The citizens of East Germany overwhelmingly rejected the Kaffee-Mix and saw the coffee shortage as an attack on a major consumer need that was a large part of everyday life. The coffee mix also damaged some coffee machines, as the mixture contained substitute ingredients such as pea flour, which contains proteins that swell under heat and pressure, clogging the filters. This led to numerous complaints and outraged reactions and protests. Even though the price of coffee on international markets retreated and normalized in 1978, the problems acquiring foreign currency continued into the 1980s in East Germany, causing shortages that damaged the image of the country's political leadership. It is estimated that 20-25 percent of the entire East German coffee consumption from 1975-1977 arrived from the West in care packages. Coffee attained a value as a symbol of inner-German unity, far above its role as a consumer good or commodity.
Effects on West Germany
In West Germany, the coffee price increases in 1977 did not lead to any shortages, but did lead to the adoption of cheaper varieties of coffee in the lower price segment. Coffee brands such as Tchibo and later Eduscho began to make forays into cross-selling, by offering coffee as well as non-food items. These changes can also be attributed to the effects of the coffee crisis on West Germany.
Influence on coffee production in Vietnam
The relationship between East Germany and Vietnam were exceptionally close. Coffee production began in Vietnam in 1926 during French colonial rule. Beginning in 1975, largely parallel with the coffee crisis in East Germany, the production of Robusta coffee began in Vietnam. Robusta plants grow faster, contain more caffeine, suit the climate of the Vietnamese Central Highlands, and lend themselves better to mechanized harvesting. Compared to Arabica, Robusta coffee is cheaper and lower quality.

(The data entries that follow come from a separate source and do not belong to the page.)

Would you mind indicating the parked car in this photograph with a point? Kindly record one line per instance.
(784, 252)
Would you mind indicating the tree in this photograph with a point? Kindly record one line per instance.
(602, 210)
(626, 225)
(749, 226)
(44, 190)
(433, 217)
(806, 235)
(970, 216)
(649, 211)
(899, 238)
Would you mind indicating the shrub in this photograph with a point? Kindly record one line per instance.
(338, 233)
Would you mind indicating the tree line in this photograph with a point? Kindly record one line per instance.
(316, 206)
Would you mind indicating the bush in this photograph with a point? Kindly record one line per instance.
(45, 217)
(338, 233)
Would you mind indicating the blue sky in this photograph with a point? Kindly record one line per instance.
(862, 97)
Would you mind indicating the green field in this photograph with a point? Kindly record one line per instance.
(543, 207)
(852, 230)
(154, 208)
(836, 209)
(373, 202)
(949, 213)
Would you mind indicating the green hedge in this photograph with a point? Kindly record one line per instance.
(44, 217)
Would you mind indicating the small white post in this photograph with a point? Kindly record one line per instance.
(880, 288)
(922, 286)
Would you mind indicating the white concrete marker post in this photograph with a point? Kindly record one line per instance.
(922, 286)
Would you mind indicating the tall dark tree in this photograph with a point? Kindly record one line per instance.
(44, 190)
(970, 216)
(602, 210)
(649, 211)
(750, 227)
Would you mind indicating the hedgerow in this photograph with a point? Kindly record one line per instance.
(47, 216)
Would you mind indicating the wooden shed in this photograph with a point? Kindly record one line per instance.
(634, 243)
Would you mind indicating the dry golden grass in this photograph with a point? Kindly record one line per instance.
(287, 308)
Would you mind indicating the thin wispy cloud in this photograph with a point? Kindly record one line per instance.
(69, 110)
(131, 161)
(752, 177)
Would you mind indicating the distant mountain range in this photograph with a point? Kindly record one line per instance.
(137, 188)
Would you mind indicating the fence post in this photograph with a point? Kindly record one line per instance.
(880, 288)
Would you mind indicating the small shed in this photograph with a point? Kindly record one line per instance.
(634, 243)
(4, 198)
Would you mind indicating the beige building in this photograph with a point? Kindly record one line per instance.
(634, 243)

In the years 1980 and 1986, two treaties were signed between East Germany and Vietnam, whereby East Germany provided the necessary equipment and machinery for production, increased the area of coffee plantation from 600 hectares (1,500 acres) to 8,600 hectares (21,000 acres), and trained the local population in cultivation techniques. In particular, East Germany provided trucks, machinery, and irrigation systems for the newly founded Kombinat Viet-Duc, as well as well as spending approximately US$20 million on a hydropower plant. East Germany also built housing, hospitals, and shops for the 10,000 people who were relocated to the area for coffee production. Against this investment, East Germany was scheduled to receive half of the coffee harvest for the next 20 years. However, coffee takes eight years from planting until the first usable harvest, which occurred in 1990.

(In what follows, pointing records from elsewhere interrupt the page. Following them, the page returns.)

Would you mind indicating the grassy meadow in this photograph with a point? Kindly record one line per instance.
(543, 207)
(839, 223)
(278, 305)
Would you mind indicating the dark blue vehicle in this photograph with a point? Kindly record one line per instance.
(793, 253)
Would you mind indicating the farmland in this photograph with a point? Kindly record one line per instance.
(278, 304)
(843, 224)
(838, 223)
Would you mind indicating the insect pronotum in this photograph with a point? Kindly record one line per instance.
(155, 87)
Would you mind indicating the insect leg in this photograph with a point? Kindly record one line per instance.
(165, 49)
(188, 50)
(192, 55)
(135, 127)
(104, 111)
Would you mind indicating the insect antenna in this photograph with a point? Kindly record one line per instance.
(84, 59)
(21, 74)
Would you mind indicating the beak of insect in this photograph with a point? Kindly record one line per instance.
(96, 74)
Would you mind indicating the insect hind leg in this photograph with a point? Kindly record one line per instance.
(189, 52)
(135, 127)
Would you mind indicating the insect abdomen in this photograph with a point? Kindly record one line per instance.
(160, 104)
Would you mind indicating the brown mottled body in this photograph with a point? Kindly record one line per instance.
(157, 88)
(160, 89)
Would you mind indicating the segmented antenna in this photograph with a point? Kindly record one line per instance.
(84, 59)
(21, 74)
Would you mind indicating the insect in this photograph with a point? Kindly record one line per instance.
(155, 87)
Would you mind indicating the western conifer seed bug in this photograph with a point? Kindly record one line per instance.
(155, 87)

Vietnam was quickly able to establish themselves after 1990 as the second-largest coffee producer in the world after Brazil, driving much of the traditional coffee production in Africa out of the market. In particular, this was helped with the re-establishment of trade relations between the U.S. and Vietnam. This overproduction led to a crash in worldwide coffee prices in 2001. In 2016, Germany still was the largest export destination for Vietnamese coffee.